6. Whose house are we, etc. As Paul in his Epistle to the Romans, after having prefaced that he was appointed to be the Apostle of the Gentiles, adds, for the sake of gaining credit among them, that they were of that number; so now the author of this epistle exhorts the Jews who had already made a profession of Christ to persevere in the faith, that they might be deemed as being in Gods household. He had said before that God’s house was subject to the authority of Christ. Suitably to this declaration is added the admonition that they would then have a place in God’s family when they obeyed Christ. But as they had already embraced the gospel, he mentions their condition if they persevered in the faith. For the word hope I take for faith; and indeed hope is nothing else but the constancy of faith. He mentions confidence and rejoicing, or glorying, in order to express more fully the power of faith. 5959     It is better for “hope” here to be retained in its proper meaning; for in verse 12 the defect of it is traced to unbelief. Were the words “confidence” and “rejoicing” rendered adjectivally, the meaning would be more evident, — “If we hold firm our confident and joyful hope to the end.” So we may render a similar form of expression in verse 13, “through deceitful sin,” as “newness of life” in Romans 6:4, means “new life.” The most common practice is to render the genitive in such instances as an adjective, but this is not always the case.
   Hope is “confident” or assured, while it rests on the word of God, and is “joyful” while it anticipates the glory and happiness of the heavenly kingdom.

   But Beza and Doddridge take words apart, “freedom of profession and boasting of hope,” or according to Beza, “the hope of which we boast.” Macknight renders them “the boldness and the glorifying of the hope.” The secondary meaning of the word παρρησία is confidence, and of καύχημα, joy or rejoicing, and the most suitable here, as it comports better with holding fast, or firm. — Ed.

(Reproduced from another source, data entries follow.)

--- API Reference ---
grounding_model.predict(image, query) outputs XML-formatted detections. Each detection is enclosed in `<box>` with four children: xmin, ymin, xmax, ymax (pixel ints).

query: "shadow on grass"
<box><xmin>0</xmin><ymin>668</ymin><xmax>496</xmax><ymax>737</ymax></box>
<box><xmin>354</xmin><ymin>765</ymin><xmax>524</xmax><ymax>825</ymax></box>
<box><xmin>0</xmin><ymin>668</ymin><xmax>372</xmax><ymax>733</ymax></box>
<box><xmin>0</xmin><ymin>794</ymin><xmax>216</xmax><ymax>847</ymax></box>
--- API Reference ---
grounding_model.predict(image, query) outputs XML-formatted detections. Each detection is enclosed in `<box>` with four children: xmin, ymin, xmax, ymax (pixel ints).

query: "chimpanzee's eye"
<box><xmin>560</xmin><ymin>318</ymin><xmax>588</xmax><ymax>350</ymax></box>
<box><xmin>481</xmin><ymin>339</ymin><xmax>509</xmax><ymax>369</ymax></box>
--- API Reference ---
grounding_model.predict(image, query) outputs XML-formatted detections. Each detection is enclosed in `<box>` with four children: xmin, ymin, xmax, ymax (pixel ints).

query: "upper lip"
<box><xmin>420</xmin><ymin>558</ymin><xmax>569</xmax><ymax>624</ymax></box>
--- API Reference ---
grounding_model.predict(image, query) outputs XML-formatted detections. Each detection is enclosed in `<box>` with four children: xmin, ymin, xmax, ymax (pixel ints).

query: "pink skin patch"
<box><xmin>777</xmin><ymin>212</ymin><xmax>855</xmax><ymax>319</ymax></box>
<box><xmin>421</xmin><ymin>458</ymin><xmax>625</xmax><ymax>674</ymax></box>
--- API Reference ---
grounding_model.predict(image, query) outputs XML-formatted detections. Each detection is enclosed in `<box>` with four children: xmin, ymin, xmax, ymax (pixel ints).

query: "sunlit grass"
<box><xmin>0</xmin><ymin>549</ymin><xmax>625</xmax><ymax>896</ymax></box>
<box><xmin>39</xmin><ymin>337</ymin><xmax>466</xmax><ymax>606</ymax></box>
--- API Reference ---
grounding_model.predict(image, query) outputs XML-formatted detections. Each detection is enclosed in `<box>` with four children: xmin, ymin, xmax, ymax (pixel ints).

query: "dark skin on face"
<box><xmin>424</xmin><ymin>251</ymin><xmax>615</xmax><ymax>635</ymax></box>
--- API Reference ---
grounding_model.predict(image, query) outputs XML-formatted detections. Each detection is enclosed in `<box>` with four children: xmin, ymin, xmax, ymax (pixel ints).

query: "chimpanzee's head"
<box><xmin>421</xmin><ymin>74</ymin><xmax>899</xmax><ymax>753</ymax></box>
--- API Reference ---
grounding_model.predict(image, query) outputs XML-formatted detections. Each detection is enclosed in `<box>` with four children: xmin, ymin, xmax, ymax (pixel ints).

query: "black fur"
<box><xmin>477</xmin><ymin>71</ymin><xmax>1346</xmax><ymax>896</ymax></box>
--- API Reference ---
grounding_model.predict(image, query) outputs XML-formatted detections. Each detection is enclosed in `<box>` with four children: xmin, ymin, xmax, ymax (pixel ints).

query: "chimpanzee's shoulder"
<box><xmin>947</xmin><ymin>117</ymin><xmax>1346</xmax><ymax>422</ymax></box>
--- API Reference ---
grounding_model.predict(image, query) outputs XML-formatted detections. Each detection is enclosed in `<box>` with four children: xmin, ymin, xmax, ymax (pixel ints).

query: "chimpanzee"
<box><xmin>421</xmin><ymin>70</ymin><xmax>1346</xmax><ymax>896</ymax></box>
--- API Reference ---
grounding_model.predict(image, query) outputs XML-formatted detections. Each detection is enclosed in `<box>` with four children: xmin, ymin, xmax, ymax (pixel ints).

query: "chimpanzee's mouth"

And we hence conclude that those who assent to the Gospel doubtfully and like those who vacillate, do not truly and really believe; for faith cannot be without a settled peace of mind, from which proceeds the bold confidence of rejoicing. And so these two things, confidence and rejoicing, are ever the effects of faith, as we stated in explaining Romans the 5th chapter, and Ephesians the 3rd chapter

But to these things the whole teaching of the Papists is opposed; and this very fact, were there nothing else, sufficiently proves that they pull down the Church of God rather than build it. For the certainty by which alone we are made, as the Apostle teaches us, holy temples to God, they not only darken by their glosses, but also condemn as presumption. Besides, what firmness of confidence can there be when men know not what they ought to believe? And yet that monstrous thing, implicit faith, which they have invented, is nothing else than a license to entertain errors. This passage reminds us that we are always to make progress even unto death; for our whole life is as it were a race.